3Which component should I upgrade first to improve Call of Duty: Black Ops 6 performance?

For Call of Duty: Black Ops 6, upgrading the CPU would have the biggest impact on performance. The Ryzen Z2 is currently the limiting factor — the GeForce RTX 4090 has extra headroom that a faster processor could take advantage of. This is especially noticeable at 1080p where CPU performance matters more. CPU-limited at: 1080p low, 1080p medium, 1080p high, 1080p ultra, 1440p high, 1440p ultra. GPU fully utilized at: 4k low, 4k medium, 4k high.

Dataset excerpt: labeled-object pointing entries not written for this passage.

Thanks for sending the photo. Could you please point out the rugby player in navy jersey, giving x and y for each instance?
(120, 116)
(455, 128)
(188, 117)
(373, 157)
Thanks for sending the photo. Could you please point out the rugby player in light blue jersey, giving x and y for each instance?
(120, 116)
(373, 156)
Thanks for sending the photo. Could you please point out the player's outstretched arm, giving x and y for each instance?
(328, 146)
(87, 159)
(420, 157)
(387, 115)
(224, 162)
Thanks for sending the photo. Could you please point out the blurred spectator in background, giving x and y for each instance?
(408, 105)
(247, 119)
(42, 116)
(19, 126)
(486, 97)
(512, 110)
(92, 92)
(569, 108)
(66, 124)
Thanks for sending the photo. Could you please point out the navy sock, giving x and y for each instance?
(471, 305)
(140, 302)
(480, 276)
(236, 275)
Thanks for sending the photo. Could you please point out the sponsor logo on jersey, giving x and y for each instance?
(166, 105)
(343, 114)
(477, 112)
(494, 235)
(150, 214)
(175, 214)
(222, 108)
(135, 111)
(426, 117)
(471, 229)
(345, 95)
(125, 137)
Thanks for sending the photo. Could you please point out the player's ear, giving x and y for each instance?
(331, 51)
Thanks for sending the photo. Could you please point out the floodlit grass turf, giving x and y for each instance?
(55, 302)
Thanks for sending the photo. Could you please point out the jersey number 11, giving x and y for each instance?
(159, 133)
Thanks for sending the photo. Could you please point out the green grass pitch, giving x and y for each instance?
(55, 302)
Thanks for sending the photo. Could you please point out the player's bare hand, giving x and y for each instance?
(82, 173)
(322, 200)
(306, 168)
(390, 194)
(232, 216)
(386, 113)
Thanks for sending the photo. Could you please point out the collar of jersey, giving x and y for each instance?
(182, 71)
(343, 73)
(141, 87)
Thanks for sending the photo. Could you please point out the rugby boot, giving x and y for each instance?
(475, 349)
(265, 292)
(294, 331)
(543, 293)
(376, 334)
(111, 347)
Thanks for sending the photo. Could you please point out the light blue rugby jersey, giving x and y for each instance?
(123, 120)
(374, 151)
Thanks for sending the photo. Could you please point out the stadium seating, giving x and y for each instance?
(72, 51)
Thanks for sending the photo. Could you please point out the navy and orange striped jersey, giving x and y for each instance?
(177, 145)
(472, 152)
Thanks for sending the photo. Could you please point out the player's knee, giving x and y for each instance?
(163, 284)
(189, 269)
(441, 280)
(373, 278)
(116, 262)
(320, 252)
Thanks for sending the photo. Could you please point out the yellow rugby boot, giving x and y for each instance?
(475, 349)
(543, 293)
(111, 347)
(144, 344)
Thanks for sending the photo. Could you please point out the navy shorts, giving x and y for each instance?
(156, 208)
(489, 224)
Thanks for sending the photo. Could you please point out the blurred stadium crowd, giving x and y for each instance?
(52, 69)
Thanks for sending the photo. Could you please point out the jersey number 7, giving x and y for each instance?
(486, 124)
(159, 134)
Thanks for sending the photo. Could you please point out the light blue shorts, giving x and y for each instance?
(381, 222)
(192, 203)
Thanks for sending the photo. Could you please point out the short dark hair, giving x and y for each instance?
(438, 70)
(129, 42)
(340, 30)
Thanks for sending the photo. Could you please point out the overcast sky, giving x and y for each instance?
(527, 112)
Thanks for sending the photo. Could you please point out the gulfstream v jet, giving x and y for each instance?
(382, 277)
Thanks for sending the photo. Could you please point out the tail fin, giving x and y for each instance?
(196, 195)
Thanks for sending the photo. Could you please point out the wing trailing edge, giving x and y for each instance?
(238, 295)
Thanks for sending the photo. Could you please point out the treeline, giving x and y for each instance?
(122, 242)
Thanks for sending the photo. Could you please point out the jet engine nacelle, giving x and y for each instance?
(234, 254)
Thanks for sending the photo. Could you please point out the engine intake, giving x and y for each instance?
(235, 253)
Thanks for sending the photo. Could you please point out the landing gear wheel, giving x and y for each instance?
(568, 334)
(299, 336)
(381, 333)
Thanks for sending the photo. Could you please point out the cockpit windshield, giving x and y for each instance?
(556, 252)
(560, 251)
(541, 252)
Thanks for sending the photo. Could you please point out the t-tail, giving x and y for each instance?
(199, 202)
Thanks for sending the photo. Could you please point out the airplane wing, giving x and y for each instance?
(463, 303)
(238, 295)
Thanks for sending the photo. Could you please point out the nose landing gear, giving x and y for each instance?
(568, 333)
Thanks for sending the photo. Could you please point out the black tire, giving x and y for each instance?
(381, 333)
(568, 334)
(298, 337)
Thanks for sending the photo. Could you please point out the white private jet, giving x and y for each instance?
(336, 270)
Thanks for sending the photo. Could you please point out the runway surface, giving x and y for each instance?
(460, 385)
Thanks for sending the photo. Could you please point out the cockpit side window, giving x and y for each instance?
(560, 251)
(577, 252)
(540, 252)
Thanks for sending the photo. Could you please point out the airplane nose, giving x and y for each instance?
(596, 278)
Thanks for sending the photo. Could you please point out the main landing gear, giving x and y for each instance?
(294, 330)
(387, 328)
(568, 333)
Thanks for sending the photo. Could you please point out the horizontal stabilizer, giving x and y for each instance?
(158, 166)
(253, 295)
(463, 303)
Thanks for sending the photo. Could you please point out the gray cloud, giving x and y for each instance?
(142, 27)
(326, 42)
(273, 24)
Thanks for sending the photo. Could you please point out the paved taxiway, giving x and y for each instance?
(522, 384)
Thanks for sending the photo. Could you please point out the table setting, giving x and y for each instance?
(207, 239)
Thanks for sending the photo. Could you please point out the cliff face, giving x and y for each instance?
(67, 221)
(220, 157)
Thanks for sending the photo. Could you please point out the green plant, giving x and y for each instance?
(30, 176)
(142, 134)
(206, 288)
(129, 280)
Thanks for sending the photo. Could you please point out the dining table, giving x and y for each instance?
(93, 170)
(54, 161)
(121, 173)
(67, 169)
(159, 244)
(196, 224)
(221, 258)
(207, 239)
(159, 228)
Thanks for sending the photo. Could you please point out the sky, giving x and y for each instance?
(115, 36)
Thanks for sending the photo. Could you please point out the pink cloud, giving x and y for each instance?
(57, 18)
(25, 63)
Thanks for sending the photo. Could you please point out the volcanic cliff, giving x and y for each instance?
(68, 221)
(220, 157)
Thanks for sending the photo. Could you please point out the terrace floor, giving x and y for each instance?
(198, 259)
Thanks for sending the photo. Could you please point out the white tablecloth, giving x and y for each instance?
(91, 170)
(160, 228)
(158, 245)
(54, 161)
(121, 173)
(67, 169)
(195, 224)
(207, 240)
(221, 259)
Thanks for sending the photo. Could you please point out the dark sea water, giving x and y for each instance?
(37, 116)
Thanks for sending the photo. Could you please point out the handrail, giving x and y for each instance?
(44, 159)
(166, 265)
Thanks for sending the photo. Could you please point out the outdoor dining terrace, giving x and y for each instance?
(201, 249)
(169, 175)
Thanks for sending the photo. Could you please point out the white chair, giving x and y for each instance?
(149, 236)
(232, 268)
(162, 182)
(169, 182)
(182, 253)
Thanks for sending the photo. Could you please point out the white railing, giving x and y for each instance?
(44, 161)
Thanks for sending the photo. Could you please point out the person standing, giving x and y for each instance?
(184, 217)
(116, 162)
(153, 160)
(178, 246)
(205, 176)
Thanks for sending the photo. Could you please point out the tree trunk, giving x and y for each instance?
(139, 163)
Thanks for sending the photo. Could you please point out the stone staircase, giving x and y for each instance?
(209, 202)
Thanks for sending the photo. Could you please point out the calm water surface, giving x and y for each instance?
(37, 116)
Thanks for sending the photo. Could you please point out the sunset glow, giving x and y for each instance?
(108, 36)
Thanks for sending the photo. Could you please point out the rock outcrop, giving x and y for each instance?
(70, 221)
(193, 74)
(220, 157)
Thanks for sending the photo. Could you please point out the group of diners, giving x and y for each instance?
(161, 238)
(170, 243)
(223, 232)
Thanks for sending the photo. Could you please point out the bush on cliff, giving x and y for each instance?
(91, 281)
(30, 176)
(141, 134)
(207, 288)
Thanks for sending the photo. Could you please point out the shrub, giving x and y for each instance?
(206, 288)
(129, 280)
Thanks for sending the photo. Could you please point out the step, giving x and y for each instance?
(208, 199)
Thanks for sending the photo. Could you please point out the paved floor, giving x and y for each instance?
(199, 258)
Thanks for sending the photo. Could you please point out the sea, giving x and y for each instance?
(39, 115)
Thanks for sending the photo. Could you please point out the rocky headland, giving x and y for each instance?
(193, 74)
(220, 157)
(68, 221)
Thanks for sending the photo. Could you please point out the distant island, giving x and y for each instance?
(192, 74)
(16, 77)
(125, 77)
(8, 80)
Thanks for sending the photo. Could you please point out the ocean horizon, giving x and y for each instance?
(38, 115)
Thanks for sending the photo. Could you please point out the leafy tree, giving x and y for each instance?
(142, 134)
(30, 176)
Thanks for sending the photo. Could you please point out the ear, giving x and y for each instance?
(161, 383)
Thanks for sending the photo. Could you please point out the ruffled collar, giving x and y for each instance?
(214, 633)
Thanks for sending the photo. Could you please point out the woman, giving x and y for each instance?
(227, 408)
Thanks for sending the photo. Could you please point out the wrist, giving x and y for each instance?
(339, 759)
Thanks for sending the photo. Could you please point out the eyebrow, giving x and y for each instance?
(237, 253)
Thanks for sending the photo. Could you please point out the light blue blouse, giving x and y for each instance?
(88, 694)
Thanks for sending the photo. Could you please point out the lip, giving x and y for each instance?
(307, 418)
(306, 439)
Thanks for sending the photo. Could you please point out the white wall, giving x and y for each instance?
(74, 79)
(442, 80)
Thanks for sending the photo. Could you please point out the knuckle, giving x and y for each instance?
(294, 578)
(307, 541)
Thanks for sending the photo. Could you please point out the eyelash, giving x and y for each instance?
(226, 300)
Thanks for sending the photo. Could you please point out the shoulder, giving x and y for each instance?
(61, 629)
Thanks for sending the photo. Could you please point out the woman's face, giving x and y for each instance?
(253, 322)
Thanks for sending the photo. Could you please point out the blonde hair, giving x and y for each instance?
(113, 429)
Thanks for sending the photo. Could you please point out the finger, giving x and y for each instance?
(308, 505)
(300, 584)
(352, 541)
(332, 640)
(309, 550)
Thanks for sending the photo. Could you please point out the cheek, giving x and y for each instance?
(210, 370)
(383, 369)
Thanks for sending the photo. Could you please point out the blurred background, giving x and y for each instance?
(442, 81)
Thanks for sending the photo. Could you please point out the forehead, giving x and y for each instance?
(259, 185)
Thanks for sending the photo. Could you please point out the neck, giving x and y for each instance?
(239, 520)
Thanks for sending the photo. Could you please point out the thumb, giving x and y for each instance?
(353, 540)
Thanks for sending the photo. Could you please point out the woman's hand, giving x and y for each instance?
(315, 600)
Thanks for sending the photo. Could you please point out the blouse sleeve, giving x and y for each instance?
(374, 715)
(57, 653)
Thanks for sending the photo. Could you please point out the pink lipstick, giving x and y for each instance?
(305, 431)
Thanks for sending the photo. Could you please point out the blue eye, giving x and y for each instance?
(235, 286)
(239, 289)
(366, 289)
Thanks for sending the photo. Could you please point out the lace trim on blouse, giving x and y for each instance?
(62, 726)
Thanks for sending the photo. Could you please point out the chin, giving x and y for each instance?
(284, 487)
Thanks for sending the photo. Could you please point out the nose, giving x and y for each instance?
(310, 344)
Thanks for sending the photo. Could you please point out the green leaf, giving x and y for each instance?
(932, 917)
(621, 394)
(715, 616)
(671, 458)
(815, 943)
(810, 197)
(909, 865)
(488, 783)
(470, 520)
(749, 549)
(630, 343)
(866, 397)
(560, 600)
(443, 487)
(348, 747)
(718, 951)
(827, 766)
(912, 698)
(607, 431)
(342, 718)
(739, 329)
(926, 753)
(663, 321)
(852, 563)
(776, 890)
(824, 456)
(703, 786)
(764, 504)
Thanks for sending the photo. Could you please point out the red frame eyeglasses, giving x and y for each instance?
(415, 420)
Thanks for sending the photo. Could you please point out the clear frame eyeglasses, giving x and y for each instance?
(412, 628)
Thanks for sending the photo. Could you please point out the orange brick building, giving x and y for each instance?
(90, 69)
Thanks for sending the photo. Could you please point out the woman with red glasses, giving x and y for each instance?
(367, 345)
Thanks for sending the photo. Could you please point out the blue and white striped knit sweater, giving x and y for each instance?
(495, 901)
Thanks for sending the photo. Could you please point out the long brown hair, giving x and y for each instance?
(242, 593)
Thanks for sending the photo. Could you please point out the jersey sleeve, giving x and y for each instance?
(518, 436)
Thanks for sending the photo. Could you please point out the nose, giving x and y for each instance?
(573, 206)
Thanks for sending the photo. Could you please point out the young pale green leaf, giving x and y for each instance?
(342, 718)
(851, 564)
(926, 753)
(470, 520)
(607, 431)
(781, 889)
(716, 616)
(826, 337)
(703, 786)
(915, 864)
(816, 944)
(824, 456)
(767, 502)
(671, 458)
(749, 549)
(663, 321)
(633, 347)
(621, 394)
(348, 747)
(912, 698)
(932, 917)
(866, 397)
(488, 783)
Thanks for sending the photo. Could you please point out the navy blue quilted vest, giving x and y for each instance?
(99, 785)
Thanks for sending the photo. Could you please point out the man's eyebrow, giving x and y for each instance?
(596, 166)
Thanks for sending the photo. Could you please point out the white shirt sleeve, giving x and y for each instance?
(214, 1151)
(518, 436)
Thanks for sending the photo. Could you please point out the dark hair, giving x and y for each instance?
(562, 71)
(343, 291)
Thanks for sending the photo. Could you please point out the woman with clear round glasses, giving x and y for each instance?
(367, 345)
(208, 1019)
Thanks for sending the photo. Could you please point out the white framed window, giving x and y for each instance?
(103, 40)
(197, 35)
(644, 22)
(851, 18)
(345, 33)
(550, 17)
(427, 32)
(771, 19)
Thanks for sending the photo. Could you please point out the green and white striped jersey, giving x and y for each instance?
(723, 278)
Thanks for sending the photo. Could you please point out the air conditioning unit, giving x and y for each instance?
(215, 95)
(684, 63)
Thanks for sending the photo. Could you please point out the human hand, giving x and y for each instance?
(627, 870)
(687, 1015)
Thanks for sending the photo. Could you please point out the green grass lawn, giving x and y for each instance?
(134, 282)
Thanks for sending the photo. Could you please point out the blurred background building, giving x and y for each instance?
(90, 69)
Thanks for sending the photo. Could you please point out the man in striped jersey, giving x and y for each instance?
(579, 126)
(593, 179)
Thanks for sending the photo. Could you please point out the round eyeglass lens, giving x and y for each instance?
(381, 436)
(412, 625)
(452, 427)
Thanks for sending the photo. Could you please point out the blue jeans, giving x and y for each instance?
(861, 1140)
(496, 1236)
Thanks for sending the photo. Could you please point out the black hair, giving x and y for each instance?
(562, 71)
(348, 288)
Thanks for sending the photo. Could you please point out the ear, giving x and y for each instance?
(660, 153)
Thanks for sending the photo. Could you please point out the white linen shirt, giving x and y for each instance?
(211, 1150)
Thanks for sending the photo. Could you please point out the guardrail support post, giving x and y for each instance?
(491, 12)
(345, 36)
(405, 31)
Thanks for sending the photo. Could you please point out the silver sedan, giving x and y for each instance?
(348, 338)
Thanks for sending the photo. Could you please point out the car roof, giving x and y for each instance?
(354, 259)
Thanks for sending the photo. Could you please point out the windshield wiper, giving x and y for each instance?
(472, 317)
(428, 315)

4Does this setup support Frame Generation for Call of Duty: Black Ops 6?

Call of Duty: Black Ops 6 does not currently support Frame Generation technologies like DLSS 3 or FSR 3. Your performance is based entirely on native rendering. If the game adds support in a future update, newer GPUs will benefit the most.

5What are the minimum and recommended specs for Call of Duty: Black Ops 6?

Call of Duty: Black Ops 6 requires at minimum a Core i5-6600 (CPU) and GeForce GTX 960 (GPU) with 8 GB RAM and 102 GB (SSD) storage. For the recommended experience, you need a Core i7-6700K and GeForce RTX 3060 with 12 GB RAM. Your setup meets the minimum requirements but falls short of the recommended specs. You may need to lower some settings for smooth performance.

6How accurate are these Call of Duty: Black Ops 6 FPS estimates for the Ryzen Z2 and GeForce RTX 4090?

These Call of Duty: Black Ops 6 FPS results are not arbitrary numbers. They come from calculations informed by thousands of real gaming benchmarks, and the typical accuracy range is around 10% to 15%. That makes them far more useful than generic FPS calculators that simply invent values without a benchmark foundation. Actual in-game performance can still vary with drivers, updates, RAM configuration, cooling, and the exact scene being rendered.

Performance estimates are based on synthetic benchmarks and hardware capabilities.

Results may vary based on drivers, OS, and background processes.